Valter Hugo Mãe

O Príncipe da Picaria


Rubrica "Cidadania Impura", de Valter Hugo Mãe.

Estou certo de que o Reinaldo Pereira foi o James Bond naquela fase antes do Daniel Craig, porque estou mesmo a vê-lo a saltar dos helicópteros e dos aviões, alambazado de “bond girls” e a beber em flutes de cristal os espumantes mais afrancesados. É comum que as pessoas lhe suspeitem o ar cinematográfico, o garbo de outrora que já não se faz em muitos homens. É comum que discutam a estampa de galã de sorriso pensador e preocupado.

Quem vai ao Ernesto, o restaurante na baixa que se mantém puramente portuense no meio da folia turística, ouve imediatamente falar da presença do Príncipe da Picaria, o senhor Reinaldo Pereira, filho do fundador daquela casa e há muitos anos responsável por uma das salas mais acolhedoras da cidade. A nobreza, na verdade, é criada por cada um segundo seu mérito e brio, por isso, não me espanta nada que o Reinaldo tenha podido estabelecer seu próprio principado e seja visto por quem ali chega como de sangue azulíssimo. Aliás, porque vou ali insistentemente nos últimos anos, testemunho que o Reinaldo é um príncipe cada vez mais encantado. Não se fica pelo comum da espécie.

O que faz o restaurante Ernesto lugar de artistas, jornalistas, académicos, empresários e políticos passa pela cozinha, claro, onde servem a melhor salada de fruta do Mundo, mas passa também pela normalização do debate, a normalização do encontro entre criadores e construtores de toda a espécie, numa cordialidade educada e motivadora. Resolvem-se problemas e imagina-se muito futuro nas mesas daquele restaurante. E é frequente que o Príncipe-Cada-Vez-Mais-Encantado seja convidado para cada mesa, como alguém convidado para cada núcleo de amigos, cada família.

Sou de hábitos fiéis. Sou um cliente convicto. Não vario demasiado meus pontos de conforto. Julgo que preciso de sentir que vou desaparecendo no quotidiano dos lugares por ser tão comum que ali esteja. Gosto de sentir que não há sobressalto nem estranheza. Apenas a normalidade de quem chega à sua própria casa. Por esse motivo, vou ao mesmo café desde o meu tempo de universitário, e quem me muda o café muda-me a alma.
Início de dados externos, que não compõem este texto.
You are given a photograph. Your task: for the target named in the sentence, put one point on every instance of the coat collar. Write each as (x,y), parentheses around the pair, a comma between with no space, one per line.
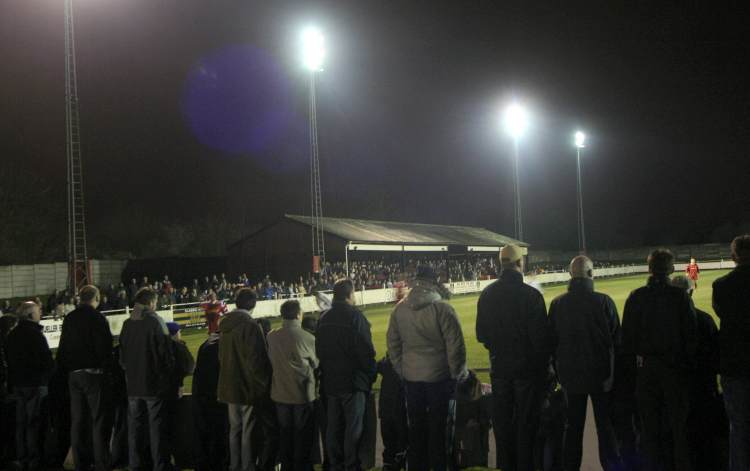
(581,284)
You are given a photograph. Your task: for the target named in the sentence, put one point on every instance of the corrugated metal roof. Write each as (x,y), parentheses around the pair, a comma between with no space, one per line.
(367,231)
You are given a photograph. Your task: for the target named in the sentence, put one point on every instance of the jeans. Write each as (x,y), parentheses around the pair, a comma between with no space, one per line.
(663,396)
(576,412)
(428,406)
(212,430)
(346,414)
(29,426)
(516,407)
(147,423)
(737,403)
(245,453)
(297,427)
(90,414)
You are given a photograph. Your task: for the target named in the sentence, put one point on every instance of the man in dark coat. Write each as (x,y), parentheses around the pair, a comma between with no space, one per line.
(512,324)
(147,357)
(659,336)
(85,354)
(348,369)
(29,368)
(731,300)
(210,415)
(587,330)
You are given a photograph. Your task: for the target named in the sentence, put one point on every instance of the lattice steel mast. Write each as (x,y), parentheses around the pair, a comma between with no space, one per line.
(78,267)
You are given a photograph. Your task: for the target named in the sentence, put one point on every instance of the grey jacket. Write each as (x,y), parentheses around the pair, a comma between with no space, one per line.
(425,341)
(293,360)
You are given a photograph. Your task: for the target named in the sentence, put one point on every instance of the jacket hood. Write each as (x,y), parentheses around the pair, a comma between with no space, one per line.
(234,319)
(422,294)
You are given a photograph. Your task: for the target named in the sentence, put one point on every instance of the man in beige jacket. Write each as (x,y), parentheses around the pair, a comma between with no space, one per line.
(292,353)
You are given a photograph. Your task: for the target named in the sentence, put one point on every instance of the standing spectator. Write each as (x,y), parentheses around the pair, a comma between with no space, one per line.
(29,369)
(146,356)
(348,369)
(244,383)
(692,270)
(587,329)
(292,353)
(707,416)
(731,300)
(85,354)
(512,324)
(659,334)
(210,415)
(394,429)
(426,347)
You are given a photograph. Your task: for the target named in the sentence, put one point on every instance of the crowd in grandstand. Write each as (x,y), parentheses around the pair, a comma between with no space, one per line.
(262,398)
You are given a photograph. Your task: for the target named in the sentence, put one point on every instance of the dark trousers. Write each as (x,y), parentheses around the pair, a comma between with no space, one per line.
(297,427)
(737,403)
(253,437)
(516,409)
(576,414)
(346,414)
(89,413)
(29,426)
(147,423)
(428,405)
(212,429)
(663,396)
(394,430)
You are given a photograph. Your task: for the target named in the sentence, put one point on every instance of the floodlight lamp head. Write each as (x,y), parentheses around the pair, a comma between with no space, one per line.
(313,49)
(515,121)
(580,138)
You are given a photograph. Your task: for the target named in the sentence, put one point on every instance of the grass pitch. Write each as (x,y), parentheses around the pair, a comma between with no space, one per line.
(618,288)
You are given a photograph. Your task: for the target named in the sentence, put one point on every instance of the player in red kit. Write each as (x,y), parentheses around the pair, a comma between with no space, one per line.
(692,271)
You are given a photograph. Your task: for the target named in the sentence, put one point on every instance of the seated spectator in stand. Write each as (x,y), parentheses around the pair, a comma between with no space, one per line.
(146,355)
(210,415)
(292,353)
(29,370)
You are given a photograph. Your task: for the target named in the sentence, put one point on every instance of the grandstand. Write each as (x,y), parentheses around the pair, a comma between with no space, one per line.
(282,249)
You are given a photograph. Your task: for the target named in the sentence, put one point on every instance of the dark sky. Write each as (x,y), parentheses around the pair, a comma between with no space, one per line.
(195,107)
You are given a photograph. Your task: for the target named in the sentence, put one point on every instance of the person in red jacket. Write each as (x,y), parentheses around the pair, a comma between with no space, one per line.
(213,309)
(692,271)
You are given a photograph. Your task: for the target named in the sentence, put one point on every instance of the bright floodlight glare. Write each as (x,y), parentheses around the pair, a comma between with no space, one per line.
(313,49)
(515,120)
(580,138)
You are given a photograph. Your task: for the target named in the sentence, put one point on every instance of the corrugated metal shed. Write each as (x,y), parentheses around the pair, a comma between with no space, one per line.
(367,231)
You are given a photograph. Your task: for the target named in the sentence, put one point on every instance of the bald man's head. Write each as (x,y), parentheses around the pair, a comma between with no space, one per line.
(581,267)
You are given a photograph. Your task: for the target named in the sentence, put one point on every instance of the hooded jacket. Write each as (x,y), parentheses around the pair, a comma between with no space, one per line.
(425,341)
(512,324)
(245,371)
(146,354)
(292,353)
(587,331)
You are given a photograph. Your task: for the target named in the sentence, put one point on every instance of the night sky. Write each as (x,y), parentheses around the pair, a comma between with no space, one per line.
(194,113)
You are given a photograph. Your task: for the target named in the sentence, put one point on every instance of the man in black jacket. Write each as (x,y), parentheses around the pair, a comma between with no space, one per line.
(348,369)
(147,357)
(29,368)
(512,324)
(587,330)
(210,415)
(85,354)
(731,300)
(659,335)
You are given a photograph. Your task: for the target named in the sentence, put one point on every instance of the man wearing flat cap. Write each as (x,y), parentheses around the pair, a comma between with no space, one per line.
(426,348)
(512,324)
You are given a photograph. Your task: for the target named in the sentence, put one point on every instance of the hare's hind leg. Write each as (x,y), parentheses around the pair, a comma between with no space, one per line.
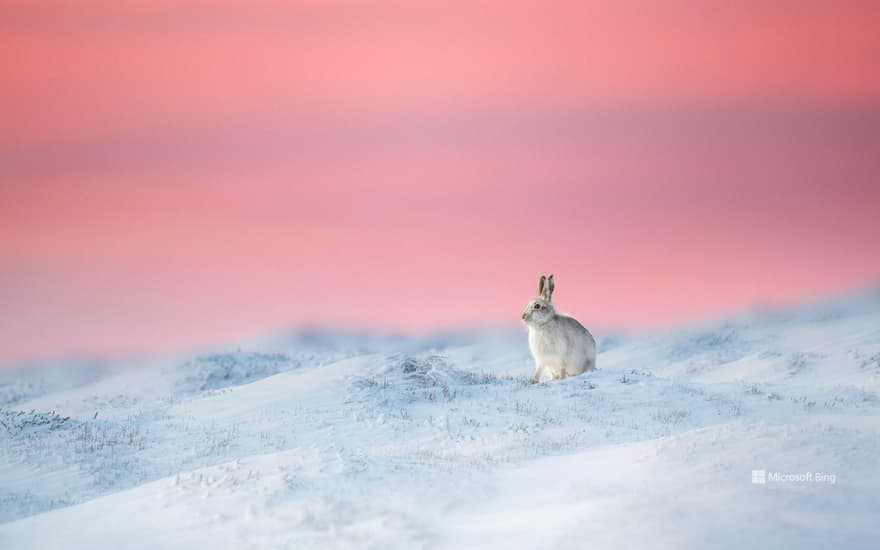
(561,374)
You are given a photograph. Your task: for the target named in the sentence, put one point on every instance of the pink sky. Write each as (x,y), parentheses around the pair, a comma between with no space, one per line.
(178,174)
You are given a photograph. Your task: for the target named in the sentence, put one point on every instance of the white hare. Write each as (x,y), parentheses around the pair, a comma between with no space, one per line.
(559,343)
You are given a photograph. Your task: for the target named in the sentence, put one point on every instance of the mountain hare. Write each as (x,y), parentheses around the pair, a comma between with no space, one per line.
(559,343)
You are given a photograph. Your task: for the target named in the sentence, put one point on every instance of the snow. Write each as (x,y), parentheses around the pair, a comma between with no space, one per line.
(323,440)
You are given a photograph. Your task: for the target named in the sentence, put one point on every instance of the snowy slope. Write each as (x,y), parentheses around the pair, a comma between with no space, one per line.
(358,441)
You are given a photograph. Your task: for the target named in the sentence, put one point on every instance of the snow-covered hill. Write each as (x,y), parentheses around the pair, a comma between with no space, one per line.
(321,440)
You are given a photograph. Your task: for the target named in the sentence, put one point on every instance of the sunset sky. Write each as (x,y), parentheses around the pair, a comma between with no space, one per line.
(176,174)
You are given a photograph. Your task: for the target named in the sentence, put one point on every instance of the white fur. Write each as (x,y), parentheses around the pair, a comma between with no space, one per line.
(559,344)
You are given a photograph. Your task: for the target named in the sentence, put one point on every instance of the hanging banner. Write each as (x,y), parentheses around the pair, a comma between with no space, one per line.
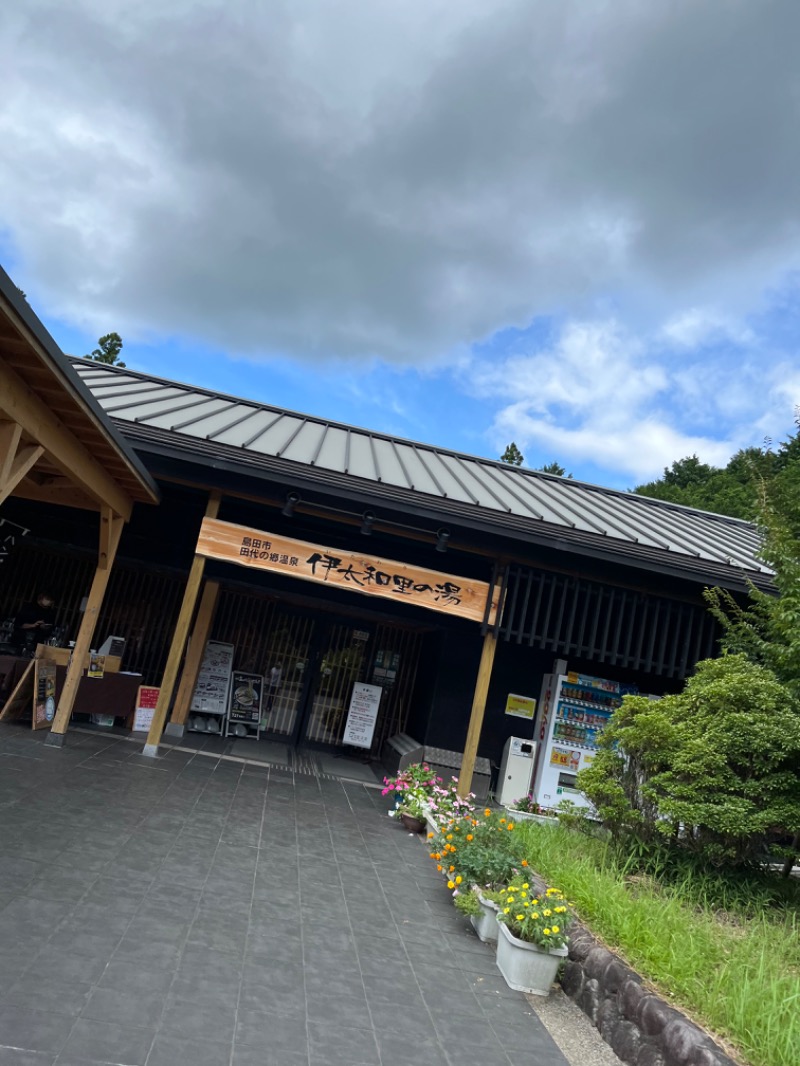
(362,714)
(461,597)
E, por esse motivo, vou ao principado que há na rua da Picaria.

O senhor Reinaldo bem pode saltar de aviões, quando chegamos está sempre na mesma alegria de nos ver. E não podia haver melhor elenco para as “bond girls”, desde as senhoras da cozinha, a D. Maria, a D. Elsa e a D. Isabel, até às amigas que vêm à sala, a Gelinda, a Rute e a Fátima, o filme não poderia ser mais digno de prémios nos certames todos da vida.